The crowd roared for them, hungry for blood, but louder still for him. The orc — Khurzog.

And everyone knew what was at stake. Whoever won this fight — the twins or the orc — would get their choice of girl for the night. The elf. Or Clara. Everyone could see it. Clara had preened extra hard tonight, and she was beautiful; I couldn’t deny that. Prettier than any of the rest, save the elf whose beauty froze the whole room.

I felt sick with it.

But every time my gaze slid back to him — his fists clenching, tusks bared, tail lashing slow behind him — the knot in my belly pulled tighter, heat rising with my magic.

I told myself it was cover. Just the job.

The cage slammed shut, and the noise of the pit rose like thunder.

The twins didn’t waste time. They came at him together, fists swinging, their movements practiced — they’d fought as one long enough to move like a single beast. The first blow landed against his jaw with a crack; the second slammed into his ribs. He barely moved.

Then he struck.

His fist drove into the gut of the nearest brother, deep enough I swore I heard something rupture. The man folded around it, choking, and the orc ripped him sideways into the bars with a sound of metal rattling under meat. The crowd howled, the air shaking with it.

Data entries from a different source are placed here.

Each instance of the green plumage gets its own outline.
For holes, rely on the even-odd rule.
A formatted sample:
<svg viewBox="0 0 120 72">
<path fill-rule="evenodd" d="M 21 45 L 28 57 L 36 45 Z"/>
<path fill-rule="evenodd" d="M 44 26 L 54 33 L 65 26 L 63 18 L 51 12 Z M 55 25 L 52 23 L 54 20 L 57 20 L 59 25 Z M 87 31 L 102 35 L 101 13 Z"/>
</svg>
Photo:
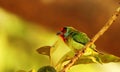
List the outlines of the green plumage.
<svg viewBox="0 0 120 72">
<path fill-rule="evenodd" d="M 73 27 L 64 27 L 61 32 L 61 36 L 65 43 L 75 53 L 78 50 L 82 50 L 86 43 L 90 41 L 90 38 L 85 33 L 79 32 Z M 95 44 L 92 44 L 85 50 L 83 56 L 91 58 L 94 62 L 101 63 L 100 58 L 97 57 L 98 54 Z"/>
</svg>

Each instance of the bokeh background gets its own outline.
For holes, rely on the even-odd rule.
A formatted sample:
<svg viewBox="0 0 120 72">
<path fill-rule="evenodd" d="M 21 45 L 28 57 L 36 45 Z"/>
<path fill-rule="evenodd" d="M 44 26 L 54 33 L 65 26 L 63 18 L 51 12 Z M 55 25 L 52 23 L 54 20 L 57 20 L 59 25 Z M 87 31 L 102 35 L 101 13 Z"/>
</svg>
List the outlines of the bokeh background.
<svg viewBox="0 0 120 72">
<path fill-rule="evenodd" d="M 39 55 L 35 51 L 37 48 L 52 45 L 56 41 L 56 32 L 63 26 L 73 26 L 93 37 L 120 6 L 119 2 L 0 0 L 0 72 L 37 70 L 49 65 L 48 57 Z M 97 49 L 120 57 L 119 31 L 120 17 L 96 41 Z M 118 63 L 104 66 L 90 64 L 73 67 L 73 70 L 82 68 L 82 72 L 96 72 L 96 69 L 100 72 L 119 72 L 119 67 Z M 113 68 L 113 71 L 109 71 L 109 68 Z"/>
</svg>

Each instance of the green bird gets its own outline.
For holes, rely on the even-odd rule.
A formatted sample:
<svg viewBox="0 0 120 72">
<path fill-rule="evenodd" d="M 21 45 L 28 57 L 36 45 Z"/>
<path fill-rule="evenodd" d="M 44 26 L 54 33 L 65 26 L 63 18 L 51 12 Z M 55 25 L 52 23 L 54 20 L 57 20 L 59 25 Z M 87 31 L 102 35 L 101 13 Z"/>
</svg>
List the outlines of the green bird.
<svg viewBox="0 0 120 72">
<path fill-rule="evenodd" d="M 57 33 L 62 40 L 67 44 L 67 46 L 76 53 L 78 50 L 82 50 L 86 43 L 90 41 L 90 38 L 87 34 L 79 32 L 73 27 L 63 27 L 60 32 Z M 102 63 L 101 59 L 98 57 L 100 54 L 96 50 L 95 44 L 92 44 L 87 48 L 83 54 L 84 57 L 90 58 L 93 62 Z"/>
<path fill-rule="evenodd" d="M 43 66 L 37 72 L 57 72 L 52 66 Z"/>
</svg>

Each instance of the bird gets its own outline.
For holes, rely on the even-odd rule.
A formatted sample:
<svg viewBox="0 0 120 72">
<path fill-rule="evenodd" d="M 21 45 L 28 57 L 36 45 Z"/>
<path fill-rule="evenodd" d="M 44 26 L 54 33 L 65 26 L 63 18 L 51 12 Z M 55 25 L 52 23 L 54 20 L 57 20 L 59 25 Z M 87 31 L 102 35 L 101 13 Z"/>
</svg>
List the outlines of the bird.
<svg viewBox="0 0 120 72">
<path fill-rule="evenodd" d="M 90 38 L 86 33 L 80 32 L 74 27 L 65 26 L 57 33 L 63 42 L 73 51 L 77 53 L 84 48 L 84 46 L 90 41 Z M 102 64 L 101 59 L 98 57 L 101 54 L 97 49 L 96 45 L 92 44 L 89 48 L 86 48 L 83 53 L 84 57 L 90 58 L 95 63 Z"/>
</svg>

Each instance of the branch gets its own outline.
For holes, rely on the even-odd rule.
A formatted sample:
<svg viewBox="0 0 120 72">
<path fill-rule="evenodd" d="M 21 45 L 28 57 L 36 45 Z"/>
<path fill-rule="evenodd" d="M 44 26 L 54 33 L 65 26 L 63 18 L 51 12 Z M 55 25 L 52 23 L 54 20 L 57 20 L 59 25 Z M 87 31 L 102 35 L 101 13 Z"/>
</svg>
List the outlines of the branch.
<svg viewBox="0 0 120 72">
<path fill-rule="evenodd" d="M 89 48 L 90 45 L 92 45 L 107 29 L 115 22 L 118 15 L 120 14 L 120 7 L 118 7 L 115 11 L 115 13 L 112 15 L 112 17 L 108 20 L 108 22 L 101 28 L 101 30 L 88 42 L 83 50 L 78 51 L 78 53 L 75 54 L 75 56 L 70 60 L 68 64 L 66 64 L 62 70 L 62 72 L 66 72 L 77 60 L 79 57 L 81 57 L 84 53 L 84 51 Z"/>
</svg>

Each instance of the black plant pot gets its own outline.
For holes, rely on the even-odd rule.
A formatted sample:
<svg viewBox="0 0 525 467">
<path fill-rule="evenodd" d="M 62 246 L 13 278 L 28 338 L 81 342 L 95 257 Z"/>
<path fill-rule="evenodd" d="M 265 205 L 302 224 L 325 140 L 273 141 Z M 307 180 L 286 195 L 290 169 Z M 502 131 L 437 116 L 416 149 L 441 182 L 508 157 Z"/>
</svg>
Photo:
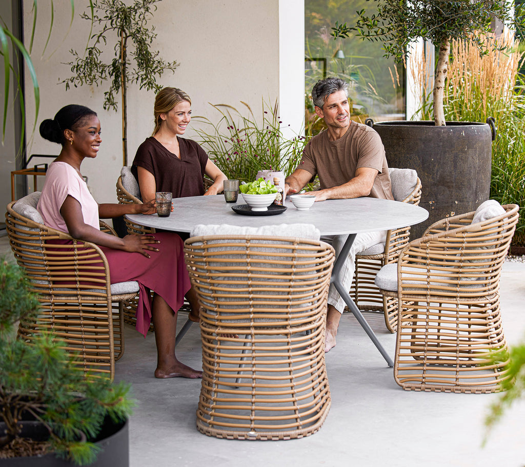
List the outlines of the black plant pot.
<svg viewBox="0 0 525 467">
<path fill-rule="evenodd" d="M 412 226 L 411 238 L 431 224 L 475 211 L 490 190 L 494 119 L 487 123 L 366 121 L 381 138 L 389 167 L 413 169 L 421 180 L 419 205 L 428 219 Z"/>
<path fill-rule="evenodd" d="M 22 436 L 36 440 L 46 439 L 47 432 L 38 422 L 23 421 Z M 3 432 L 4 423 L 0 422 L 0 432 Z M 87 467 L 129 467 L 129 428 L 127 420 L 115 423 L 106 417 L 102 430 L 94 442 L 101 451 L 97 460 Z M 72 467 L 76 464 L 58 459 L 52 454 L 43 456 L 17 457 L 0 461 L 2 467 Z"/>
</svg>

The other twin went for his back, arm slamming down across his shoulders. The orc twisted, tail lashing like a whip, knocking the man’s legs out from under him. Then he dropped a knee into his chest, bone crunching, blood spraying from his mouth as he gasped for air.

It wasn’t a show. No flourish, no wasted movement. Just brutal efficiency. Each strike was designed to break something, to end something.

Blood hit the sand in thick spatters. It sprayed the bars, slick and dark under the cage lights. I smelled it even from where I stood, metallic and hot, the tang curling into my throat until I could almost taste it. Sweat and blood together, heavy and raw, drowning out the smoke of cigars.

The twins staggered, but they weren’t done. One caught him across the cheek, splitting the skin — dark blood welled bright against green flesh. For a heartbeat, I thought it slowed him. It didn’t.

His tusks flashed as he roared, grabbing the man by the neck and slamming him down hard enough that the ground shook. The second tried to pull him off, only to take an elbow that shattered his nose, blood pouring like a faucet.

The pit screamed with it — men stamping feet, bills waving, voices rising until it was a wall of noise.

And through it all, I felt him.

Not just saw. Felt.

His presence throbbed under my skin, heavy as a drumbeat. My witch-senses flared against it, my magic clawing to the surface like it wanted him. I shouldn’t have felt it — orc magic wasn’t mine to touch — but it rattled through me anyway, a low thunder in my bones, shaking everything loose.

My belly clenched tight, hot, needy. Heat coiled where it shouldn’t, sharper than fear, rougher than excitement. I told myself it was the crowd, the spectacle, the way blood always set magic stirring.

But it wasn’t. It was him.

Every punch he threw made my pulse kick. Every grunt, every drop of blood sliding over his chest, pulled something darker out of me. When his fists clenched, my own fingers curled, nails biting my palms. When he slammed a man against the cage, my thighs pressed together.

I didn’t want this. I couldn’t want this.